The exception may be Mr. al-Baghdadi, whom Mr. Wiley says the United States could be interested in extraditing, if he’s captured alive, to face charges in the U.S. over crimes such as the gruesome murders of American journalists James Foley and Steven Sotloff. Although some U.S. states also allow for capital punishment, Mr. Wiley can’t envision CIJA’s donors, which include the U.S., barring his group from supporting such a prosecution.
Mr. Wiley alternates between speaking with the careful wording of a legal professional, and the occasionally crude bluntness of a buddy in the barracks. Born in Toronto – something he utters like a guilty plea – “home” for Mr. Wiley means Newfoundland, where he spends time fishing and hunting each summer, and where he has a retirement home ready for the day he’s finished chasing alleged war criminals.
He thought he was done with international justice after Mr. Hussein’s trial (a conviction he says wouldn’t have held up in a common-law jurisdiction – “the evidence was there, but it was improperly presented”).
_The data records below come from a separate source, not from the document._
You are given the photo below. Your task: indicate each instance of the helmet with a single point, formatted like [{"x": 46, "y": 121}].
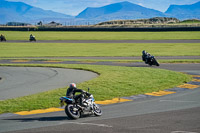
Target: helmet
[{"x": 72, "y": 85}]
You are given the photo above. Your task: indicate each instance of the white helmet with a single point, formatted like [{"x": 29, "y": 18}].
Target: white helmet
[{"x": 72, "y": 85}]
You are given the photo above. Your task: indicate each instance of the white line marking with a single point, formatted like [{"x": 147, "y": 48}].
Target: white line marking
[
  {"x": 92, "y": 124},
  {"x": 177, "y": 101}
]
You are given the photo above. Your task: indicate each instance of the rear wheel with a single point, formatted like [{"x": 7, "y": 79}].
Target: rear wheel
[{"x": 72, "y": 111}]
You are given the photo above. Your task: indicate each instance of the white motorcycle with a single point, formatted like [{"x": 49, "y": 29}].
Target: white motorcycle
[{"x": 74, "y": 110}]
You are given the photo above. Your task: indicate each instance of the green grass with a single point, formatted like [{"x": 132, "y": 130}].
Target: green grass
[
  {"x": 113, "y": 82},
  {"x": 24, "y": 35},
  {"x": 97, "y": 49}
]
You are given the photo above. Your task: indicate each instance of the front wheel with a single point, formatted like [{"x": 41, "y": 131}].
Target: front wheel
[
  {"x": 97, "y": 110},
  {"x": 72, "y": 111}
]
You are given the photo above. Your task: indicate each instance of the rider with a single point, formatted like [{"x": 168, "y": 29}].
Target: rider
[
  {"x": 2, "y": 37},
  {"x": 31, "y": 36},
  {"x": 71, "y": 93},
  {"x": 146, "y": 56}
]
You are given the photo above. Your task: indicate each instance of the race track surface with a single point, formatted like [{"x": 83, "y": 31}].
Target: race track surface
[
  {"x": 106, "y": 41},
  {"x": 174, "y": 113}
]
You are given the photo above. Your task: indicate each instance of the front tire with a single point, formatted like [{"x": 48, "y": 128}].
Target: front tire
[{"x": 72, "y": 111}]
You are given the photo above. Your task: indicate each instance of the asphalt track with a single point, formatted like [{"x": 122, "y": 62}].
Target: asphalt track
[
  {"x": 106, "y": 41},
  {"x": 174, "y": 113}
]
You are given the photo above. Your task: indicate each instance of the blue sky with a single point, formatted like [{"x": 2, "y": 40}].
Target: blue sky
[{"x": 74, "y": 7}]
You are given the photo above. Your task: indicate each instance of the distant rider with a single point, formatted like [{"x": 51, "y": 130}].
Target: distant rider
[
  {"x": 146, "y": 56},
  {"x": 71, "y": 93},
  {"x": 2, "y": 38}
]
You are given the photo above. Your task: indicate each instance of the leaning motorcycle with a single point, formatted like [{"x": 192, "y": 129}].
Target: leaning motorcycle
[
  {"x": 74, "y": 110},
  {"x": 149, "y": 59}
]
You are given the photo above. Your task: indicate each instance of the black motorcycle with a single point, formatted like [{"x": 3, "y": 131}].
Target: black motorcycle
[
  {"x": 74, "y": 110},
  {"x": 149, "y": 59}
]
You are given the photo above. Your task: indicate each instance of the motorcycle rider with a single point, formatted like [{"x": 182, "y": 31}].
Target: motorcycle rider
[
  {"x": 71, "y": 93},
  {"x": 2, "y": 37},
  {"x": 146, "y": 56}
]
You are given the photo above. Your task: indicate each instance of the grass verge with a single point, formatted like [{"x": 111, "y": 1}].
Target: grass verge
[
  {"x": 101, "y": 60},
  {"x": 52, "y": 35},
  {"x": 96, "y": 49},
  {"x": 114, "y": 81}
]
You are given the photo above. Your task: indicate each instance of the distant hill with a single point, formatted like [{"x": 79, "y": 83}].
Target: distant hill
[
  {"x": 185, "y": 11},
  {"x": 122, "y": 10},
  {"x": 156, "y": 20},
  {"x": 21, "y": 12}
]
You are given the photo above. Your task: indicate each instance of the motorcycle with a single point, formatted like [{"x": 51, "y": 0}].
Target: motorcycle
[
  {"x": 3, "y": 38},
  {"x": 32, "y": 38},
  {"x": 74, "y": 110},
  {"x": 149, "y": 59}
]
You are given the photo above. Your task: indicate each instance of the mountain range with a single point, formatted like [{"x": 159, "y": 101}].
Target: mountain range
[{"x": 21, "y": 12}]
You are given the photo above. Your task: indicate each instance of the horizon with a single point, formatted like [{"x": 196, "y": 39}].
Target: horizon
[{"x": 61, "y": 5}]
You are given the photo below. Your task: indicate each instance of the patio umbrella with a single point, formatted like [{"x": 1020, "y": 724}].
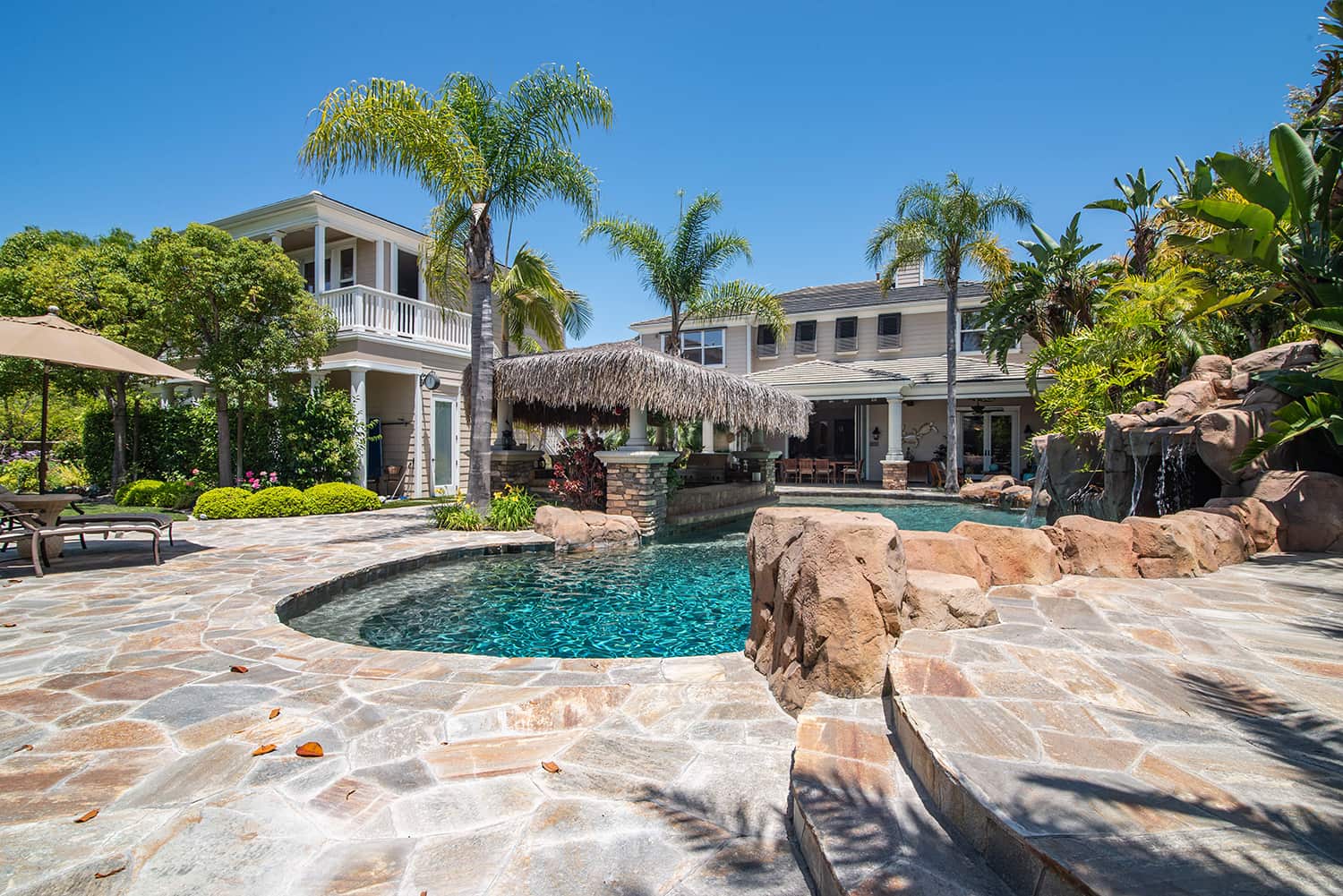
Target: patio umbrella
[{"x": 56, "y": 341}]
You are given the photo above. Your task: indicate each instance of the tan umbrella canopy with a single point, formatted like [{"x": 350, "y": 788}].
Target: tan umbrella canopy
[{"x": 51, "y": 340}]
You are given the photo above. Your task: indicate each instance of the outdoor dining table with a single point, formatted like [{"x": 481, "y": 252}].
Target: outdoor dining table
[{"x": 47, "y": 509}]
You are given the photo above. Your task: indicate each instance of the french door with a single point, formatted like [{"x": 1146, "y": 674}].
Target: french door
[
  {"x": 988, "y": 442},
  {"x": 443, "y": 446}
]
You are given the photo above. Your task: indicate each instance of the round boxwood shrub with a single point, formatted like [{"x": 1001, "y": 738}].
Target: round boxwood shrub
[
  {"x": 278, "y": 500},
  {"x": 340, "y": 498},
  {"x": 222, "y": 504},
  {"x": 140, "y": 493}
]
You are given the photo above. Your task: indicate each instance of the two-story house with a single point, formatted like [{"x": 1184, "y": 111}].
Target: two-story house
[
  {"x": 876, "y": 368},
  {"x": 400, "y": 356}
]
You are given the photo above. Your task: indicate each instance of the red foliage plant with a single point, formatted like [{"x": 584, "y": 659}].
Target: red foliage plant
[{"x": 579, "y": 476}]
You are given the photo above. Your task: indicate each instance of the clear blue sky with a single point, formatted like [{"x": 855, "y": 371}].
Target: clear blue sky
[{"x": 806, "y": 117}]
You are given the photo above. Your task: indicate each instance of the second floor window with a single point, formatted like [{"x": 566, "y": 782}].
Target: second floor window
[
  {"x": 888, "y": 332},
  {"x": 767, "y": 344},
  {"x": 846, "y": 335},
  {"x": 805, "y": 337},
  {"x": 700, "y": 346}
]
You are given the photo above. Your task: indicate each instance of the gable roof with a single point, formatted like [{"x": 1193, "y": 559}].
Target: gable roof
[{"x": 859, "y": 294}]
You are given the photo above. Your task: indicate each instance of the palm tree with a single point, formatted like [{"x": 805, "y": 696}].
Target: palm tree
[
  {"x": 679, "y": 268},
  {"x": 477, "y": 152},
  {"x": 947, "y": 225}
]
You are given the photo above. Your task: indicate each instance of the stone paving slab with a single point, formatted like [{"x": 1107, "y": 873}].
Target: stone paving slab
[
  {"x": 115, "y": 695},
  {"x": 1141, "y": 737}
]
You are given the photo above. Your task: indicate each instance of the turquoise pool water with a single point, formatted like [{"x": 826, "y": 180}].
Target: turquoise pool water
[{"x": 679, "y": 597}]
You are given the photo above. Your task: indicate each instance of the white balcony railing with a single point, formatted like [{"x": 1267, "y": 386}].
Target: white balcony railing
[{"x": 363, "y": 309}]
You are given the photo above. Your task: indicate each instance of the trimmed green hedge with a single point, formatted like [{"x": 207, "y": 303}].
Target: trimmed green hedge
[
  {"x": 340, "y": 498},
  {"x": 222, "y": 504},
  {"x": 278, "y": 500}
]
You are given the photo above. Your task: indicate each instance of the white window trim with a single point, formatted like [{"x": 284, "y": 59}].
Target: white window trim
[{"x": 663, "y": 341}]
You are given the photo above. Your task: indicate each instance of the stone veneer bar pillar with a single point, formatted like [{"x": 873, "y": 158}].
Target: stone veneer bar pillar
[{"x": 637, "y": 487}]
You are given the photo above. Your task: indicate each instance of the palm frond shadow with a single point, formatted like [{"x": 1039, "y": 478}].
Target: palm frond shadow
[{"x": 1283, "y": 837}]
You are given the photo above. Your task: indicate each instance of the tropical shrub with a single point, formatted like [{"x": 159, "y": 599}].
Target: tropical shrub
[
  {"x": 579, "y": 476},
  {"x": 340, "y": 498},
  {"x": 140, "y": 493},
  {"x": 512, "y": 509},
  {"x": 278, "y": 501},
  {"x": 458, "y": 515},
  {"x": 222, "y": 504}
]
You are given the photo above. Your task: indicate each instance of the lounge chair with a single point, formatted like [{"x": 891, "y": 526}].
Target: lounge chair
[{"x": 31, "y": 528}]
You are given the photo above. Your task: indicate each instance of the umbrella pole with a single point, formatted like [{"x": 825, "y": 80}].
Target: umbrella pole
[{"x": 42, "y": 445}]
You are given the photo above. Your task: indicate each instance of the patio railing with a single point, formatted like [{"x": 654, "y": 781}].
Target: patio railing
[{"x": 363, "y": 309}]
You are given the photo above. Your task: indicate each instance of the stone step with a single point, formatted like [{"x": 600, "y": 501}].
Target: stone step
[{"x": 862, "y": 825}]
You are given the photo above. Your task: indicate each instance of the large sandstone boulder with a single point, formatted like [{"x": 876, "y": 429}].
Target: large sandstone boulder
[
  {"x": 1014, "y": 555},
  {"x": 988, "y": 490},
  {"x": 945, "y": 552},
  {"x": 1168, "y": 547},
  {"x": 1259, "y": 520},
  {"x": 1211, "y": 368},
  {"x": 585, "y": 530},
  {"x": 826, "y": 590},
  {"x": 1308, "y": 506},
  {"x": 943, "y": 602},
  {"x": 1289, "y": 356},
  {"x": 1096, "y": 547}
]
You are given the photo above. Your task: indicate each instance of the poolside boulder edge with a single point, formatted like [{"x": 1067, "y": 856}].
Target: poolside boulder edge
[
  {"x": 585, "y": 530},
  {"x": 826, "y": 593}
]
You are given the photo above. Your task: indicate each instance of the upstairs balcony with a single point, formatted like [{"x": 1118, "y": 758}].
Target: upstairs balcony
[{"x": 375, "y": 311}]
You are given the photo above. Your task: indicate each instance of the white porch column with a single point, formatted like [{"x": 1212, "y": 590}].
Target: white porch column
[
  {"x": 894, "y": 427},
  {"x": 502, "y": 421},
  {"x": 357, "y": 399},
  {"x": 319, "y": 260},
  {"x": 638, "y": 439}
]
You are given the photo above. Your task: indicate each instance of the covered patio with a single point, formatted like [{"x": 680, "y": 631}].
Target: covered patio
[{"x": 625, "y": 383}]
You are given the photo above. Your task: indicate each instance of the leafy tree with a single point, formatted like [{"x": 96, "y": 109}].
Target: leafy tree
[
  {"x": 238, "y": 308},
  {"x": 99, "y": 285},
  {"x": 1136, "y": 201},
  {"x": 679, "y": 268},
  {"x": 1048, "y": 295},
  {"x": 947, "y": 225},
  {"x": 477, "y": 152}
]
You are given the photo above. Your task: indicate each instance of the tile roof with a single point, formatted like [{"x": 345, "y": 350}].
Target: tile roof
[
  {"x": 861, "y": 294},
  {"x": 920, "y": 371}
]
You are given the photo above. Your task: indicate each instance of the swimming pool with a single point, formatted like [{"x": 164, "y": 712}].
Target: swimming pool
[{"x": 679, "y": 597}]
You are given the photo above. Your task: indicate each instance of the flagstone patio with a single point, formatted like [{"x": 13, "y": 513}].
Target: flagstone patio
[{"x": 115, "y": 695}]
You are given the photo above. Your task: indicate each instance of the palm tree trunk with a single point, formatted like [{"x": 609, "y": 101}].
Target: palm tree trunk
[
  {"x": 953, "y": 434},
  {"x": 480, "y": 268}
]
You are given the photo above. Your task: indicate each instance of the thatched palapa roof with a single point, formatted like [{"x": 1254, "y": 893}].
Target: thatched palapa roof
[{"x": 612, "y": 376}]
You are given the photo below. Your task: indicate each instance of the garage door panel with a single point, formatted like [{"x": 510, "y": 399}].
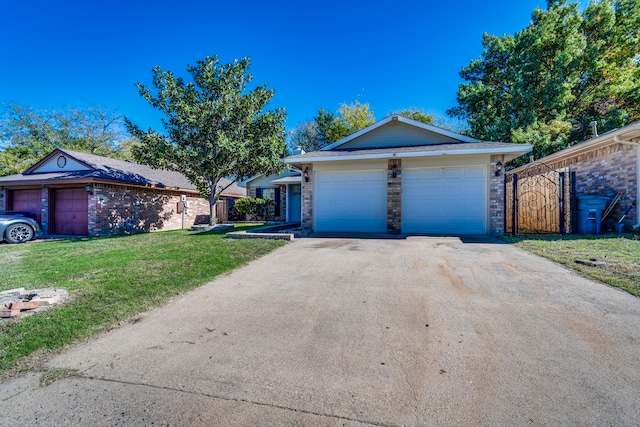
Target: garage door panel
[
  {"x": 444, "y": 201},
  {"x": 453, "y": 173},
  {"x": 350, "y": 201}
]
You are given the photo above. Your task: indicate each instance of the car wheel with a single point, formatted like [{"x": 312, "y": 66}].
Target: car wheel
[{"x": 19, "y": 233}]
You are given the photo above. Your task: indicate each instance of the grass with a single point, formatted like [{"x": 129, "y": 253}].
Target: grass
[
  {"x": 111, "y": 280},
  {"x": 620, "y": 255}
]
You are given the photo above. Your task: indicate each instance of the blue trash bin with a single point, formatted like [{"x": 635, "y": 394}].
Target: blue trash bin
[{"x": 590, "y": 210}]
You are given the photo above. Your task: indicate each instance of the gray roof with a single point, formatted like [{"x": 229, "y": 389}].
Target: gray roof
[
  {"x": 108, "y": 169},
  {"x": 288, "y": 180}
]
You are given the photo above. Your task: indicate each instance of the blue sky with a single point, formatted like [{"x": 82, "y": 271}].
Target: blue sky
[{"x": 392, "y": 55}]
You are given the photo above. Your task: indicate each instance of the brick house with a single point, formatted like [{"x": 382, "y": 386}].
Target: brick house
[
  {"x": 403, "y": 176},
  {"x": 80, "y": 194},
  {"x": 605, "y": 165}
]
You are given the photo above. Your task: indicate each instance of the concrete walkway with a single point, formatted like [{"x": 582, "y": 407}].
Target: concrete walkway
[{"x": 346, "y": 332}]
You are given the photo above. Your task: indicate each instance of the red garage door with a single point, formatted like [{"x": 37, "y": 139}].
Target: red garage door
[
  {"x": 70, "y": 211},
  {"x": 26, "y": 201}
]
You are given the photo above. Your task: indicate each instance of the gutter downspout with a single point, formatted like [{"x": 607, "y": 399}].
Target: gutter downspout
[{"x": 637, "y": 145}]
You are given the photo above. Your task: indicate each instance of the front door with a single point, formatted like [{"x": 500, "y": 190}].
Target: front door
[
  {"x": 70, "y": 211},
  {"x": 294, "y": 205}
]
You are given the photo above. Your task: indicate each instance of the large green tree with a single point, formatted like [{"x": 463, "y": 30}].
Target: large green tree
[
  {"x": 327, "y": 128},
  {"x": 214, "y": 127},
  {"x": 417, "y": 115},
  {"x": 546, "y": 83},
  {"x": 26, "y": 135}
]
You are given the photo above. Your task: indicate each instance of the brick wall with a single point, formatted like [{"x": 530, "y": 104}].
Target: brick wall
[
  {"x": 394, "y": 197},
  {"x": 605, "y": 172},
  {"x": 307, "y": 198},
  {"x": 496, "y": 198},
  {"x": 117, "y": 209}
]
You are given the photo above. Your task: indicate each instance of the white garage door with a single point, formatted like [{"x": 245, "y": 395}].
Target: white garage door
[
  {"x": 444, "y": 201},
  {"x": 354, "y": 201}
]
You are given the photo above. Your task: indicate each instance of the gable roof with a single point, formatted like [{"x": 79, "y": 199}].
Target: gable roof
[
  {"x": 441, "y": 135},
  {"x": 85, "y": 168},
  {"x": 396, "y": 137}
]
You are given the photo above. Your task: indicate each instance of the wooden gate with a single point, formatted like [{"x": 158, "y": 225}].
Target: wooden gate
[{"x": 539, "y": 200}]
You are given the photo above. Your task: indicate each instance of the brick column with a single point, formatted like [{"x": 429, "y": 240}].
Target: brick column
[
  {"x": 496, "y": 198},
  {"x": 307, "y": 198},
  {"x": 394, "y": 197},
  {"x": 283, "y": 202},
  {"x": 93, "y": 210},
  {"x": 44, "y": 211},
  {"x": 3, "y": 199}
]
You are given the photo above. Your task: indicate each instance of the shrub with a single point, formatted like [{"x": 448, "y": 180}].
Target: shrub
[{"x": 253, "y": 206}]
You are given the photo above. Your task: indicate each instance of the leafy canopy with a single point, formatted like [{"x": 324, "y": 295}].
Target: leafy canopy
[
  {"x": 327, "y": 128},
  {"x": 546, "y": 83},
  {"x": 27, "y": 135},
  {"x": 214, "y": 126}
]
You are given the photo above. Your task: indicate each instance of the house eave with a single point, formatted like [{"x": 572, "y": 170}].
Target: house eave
[
  {"x": 517, "y": 150},
  {"x": 88, "y": 180}
]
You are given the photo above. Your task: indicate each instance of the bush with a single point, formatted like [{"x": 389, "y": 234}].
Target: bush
[{"x": 253, "y": 206}]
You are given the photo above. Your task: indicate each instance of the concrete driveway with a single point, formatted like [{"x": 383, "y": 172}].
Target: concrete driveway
[{"x": 344, "y": 332}]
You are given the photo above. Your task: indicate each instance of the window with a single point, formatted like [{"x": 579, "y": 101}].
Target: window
[{"x": 273, "y": 196}]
After his stint in Iraq, Mr. Wiley set up a consulting firm that offered security and human-rights training to corporations operating in potentially dangerous environments. “I was out. I was running a business and working and making far more money than I do running an NGO. But I was bored.”
Then the Syrian civil war broke out, and the British government asked his company if it would give human-rights training to a group of Syrian civil-society activists. Mr. Wiley saw no point giving human-rights training to people whose country was descending into all-out war. But he and Mr. Rapp saw a way to help Syria prepare for the day after the fighting was over. Many of the human-rights activists the British government identified were trained instead to become war-crimes investigators, some of whom remain with CIJA today.
The assumption back when the effort began was that the regime would collapse and Mr. al-Assad would be brought before some kind of international tribunal. That possibility seems remote now, but Mr. Wiley – who has seen the likes of Mr. Milosevic and Mr. Hussein lose the impunity they once enjoyed – remains confident that Mr. al-Assad will one day have to face the evidence that CIJA has collected. “There’s no doubt in my mind that he’s going to face justice. I just don’t know whether it’s going to take five years or 10.”